Accueil > Actions - Agenda > Echos des plaidoiries devant la Cour Constitutionnelle le 13 décembre (...)
Le 13 décembre avaient donc lieu les plaidoiries pour l’ensemble des recours en annulation introduits auprès de la Cour Constitutionnelle. (Voir le contenu des recours - Texte de janvier 2017).
Les quatre recours présentés ont été regroupés en un seul dossier parce qu’ils concernent la même loi. Cependant, même si tous revendiquent l’annulation de la loi, les angles juridiques choisis par chaque requérant sont différents et correspondent aux intérêts de chacun.
Les avocats des parties requérantes se sont succédés à la barre, suivis des avocats du Conseil des Ministres.
Maître Uyttendaele [1], a plaidé pour le recours introduit par les fédérations des services de santé mentale, planning familiaux et maisons médicales.
Sa plaidoirie a démontré d’une manière très claire à quel point cette loi était confuse, notamment en ce qui concerne les actes relevant de la psychologie clinique et ceux de la psychothérapie. Il a insisté sur le fait que les professionnels non LEPSS non autonomes ne savaient quels actes ils étaient autorisés à pratiquer, pour autant qu’il soit possible de les déterminer de façon précise. Il a invoqué également la discrimination entre les professions LEPSS et non LEPSS.
Ce à quoi l’avocat du Conseil des Ministres a répondu qu’en raison de la suspension puis de l’annulation de l’article 11 de la loi en mars 2017 [2], ces arguments ne pouvaient plus être invoqués, le moyen utilisé étant non fondé, le recours devait être rejeté. Ce qui, selon Maitre Letellier est en partie vrai, mais ce n’était pas le seul moyen invoqué dans ce recours.
Maitre Tulkens [3], plaidant lui pour la Plateforme des Professionnels de santé mentale et les Instituts de formation, a défendu la qualité de la formation des ces instituts, et dénoncé le fait que la loi réservait au universités et aux hautes écoles, la formation en psychothérapie.

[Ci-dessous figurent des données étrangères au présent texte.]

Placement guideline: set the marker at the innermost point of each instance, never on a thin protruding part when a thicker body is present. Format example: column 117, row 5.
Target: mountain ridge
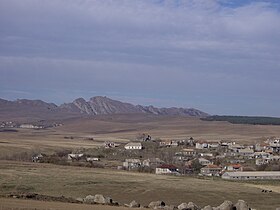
column 103, row 105
column 98, row 105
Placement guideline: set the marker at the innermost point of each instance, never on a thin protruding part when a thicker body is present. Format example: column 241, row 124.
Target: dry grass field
column 122, row 186
column 12, row 204
column 122, row 128
column 126, row 186
column 127, row 126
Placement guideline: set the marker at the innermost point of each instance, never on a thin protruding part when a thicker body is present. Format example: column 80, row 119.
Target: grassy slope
column 124, row 187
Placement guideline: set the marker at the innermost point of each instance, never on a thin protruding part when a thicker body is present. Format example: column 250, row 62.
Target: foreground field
column 9, row 204
column 124, row 186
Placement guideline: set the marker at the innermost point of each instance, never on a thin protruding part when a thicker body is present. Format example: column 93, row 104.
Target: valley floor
column 122, row 186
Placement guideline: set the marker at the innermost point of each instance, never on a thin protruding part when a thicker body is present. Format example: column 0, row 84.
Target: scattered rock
column 207, row 208
column 156, row 204
column 134, row 204
column 100, row 199
column 188, row 206
column 171, row 207
column 241, row 205
column 81, row 200
column 89, row 199
column 226, row 205
column 183, row 206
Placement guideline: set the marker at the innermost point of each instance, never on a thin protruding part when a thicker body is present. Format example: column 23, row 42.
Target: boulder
column 188, row 206
column 89, row 199
column 241, row 205
column 100, row 199
column 80, row 200
column 183, row 206
column 226, row 205
column 134, row 204
column 171, row 207
column 207, row 208
column 156, row 204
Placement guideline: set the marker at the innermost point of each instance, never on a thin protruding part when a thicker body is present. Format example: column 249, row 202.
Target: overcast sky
column 220, row 56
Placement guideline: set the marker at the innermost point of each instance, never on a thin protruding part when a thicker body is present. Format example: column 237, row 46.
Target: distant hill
column 245, row 120
column 104, row 105
column 28, row 110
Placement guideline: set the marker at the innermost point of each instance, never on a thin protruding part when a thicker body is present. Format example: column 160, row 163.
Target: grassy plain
column 124, row 186
column 122, row 128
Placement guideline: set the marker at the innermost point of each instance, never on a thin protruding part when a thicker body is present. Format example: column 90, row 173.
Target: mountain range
column 99, row 105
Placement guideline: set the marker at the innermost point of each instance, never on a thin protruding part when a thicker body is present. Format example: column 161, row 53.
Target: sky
column 219, row 56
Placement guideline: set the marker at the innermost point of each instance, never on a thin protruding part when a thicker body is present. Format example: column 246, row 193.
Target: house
column 233, row 167
column 236, row 147
column 152, row 162
column 261, row 161
column 213, row 145
column 189, row 152
column 262, row 155
column 201, row 145
column 211, row 170
column 206, row 155
column 275, row 158
column 275, row 145
column 37, row 158
column 252, row 175
column 204, row 161
column 92, row 159
column 133, row 146
column 75, row 156
column 247, row 152
column 109, row 144
column 131, row 164
column 169, row 143
column 167, row 169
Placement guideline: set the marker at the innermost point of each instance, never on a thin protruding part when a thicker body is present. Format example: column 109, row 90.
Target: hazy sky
column 220, row 56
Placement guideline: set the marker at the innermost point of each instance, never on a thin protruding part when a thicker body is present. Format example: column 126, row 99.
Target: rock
column 183, row 206
column 156, row 204
column 193, row 206
column 80, row 200
column 171, row 207
column 226, row 205
column 100, row 199
column 207, row 208
column 241, row 205
column 188, row 206
column 89, row 199
column 134, row 204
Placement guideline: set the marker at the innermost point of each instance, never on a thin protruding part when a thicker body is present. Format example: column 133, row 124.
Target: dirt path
column 11, row 204
column 275, row 189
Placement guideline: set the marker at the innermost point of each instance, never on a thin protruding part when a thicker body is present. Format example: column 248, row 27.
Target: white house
column 204, row 161
column 252, row 175
column 210, row 170
column 201, row 145
column 131, row 163
column 134, row 145
column 167, row 169
column 75, row 156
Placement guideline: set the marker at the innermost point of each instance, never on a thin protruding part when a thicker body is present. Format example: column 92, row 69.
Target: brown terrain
column 90, row 131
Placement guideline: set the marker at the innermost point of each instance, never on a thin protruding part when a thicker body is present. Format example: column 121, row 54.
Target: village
column 180, row 157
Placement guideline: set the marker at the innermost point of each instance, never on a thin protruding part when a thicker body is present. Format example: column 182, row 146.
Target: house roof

Etonnamment il s’est limité à demander « une coupe chirurgicale » de la loi, concernant la formation en psychothérapie en demandant de supprimer dans le paragraphe suivant : « Pour pouvoir exercer la psychothérapie, le praticien, tel que visé au § 2, a suivi une formation spécifique en psychothérapie dans un établissement universitaire ou une haute école. La formation compte au minimum 70 crédits ECTS. » la mention « dans un établissement scolaire ou une haute école », afin de permettre aux Instituts de formations de poursuivre les formations initiales en psychothérapie.
Maître Bourtembourg [4], a été représenté par une collaboratrice, qui n’ayant eu connaissance du dossier que la veille, a tenté au mieux de défendre la psychothérapie comme une profession autonome en mentionnant notamment la récente classification de la psychothérapie par de l’ESCO [5] comme une profession autonome, non médicale.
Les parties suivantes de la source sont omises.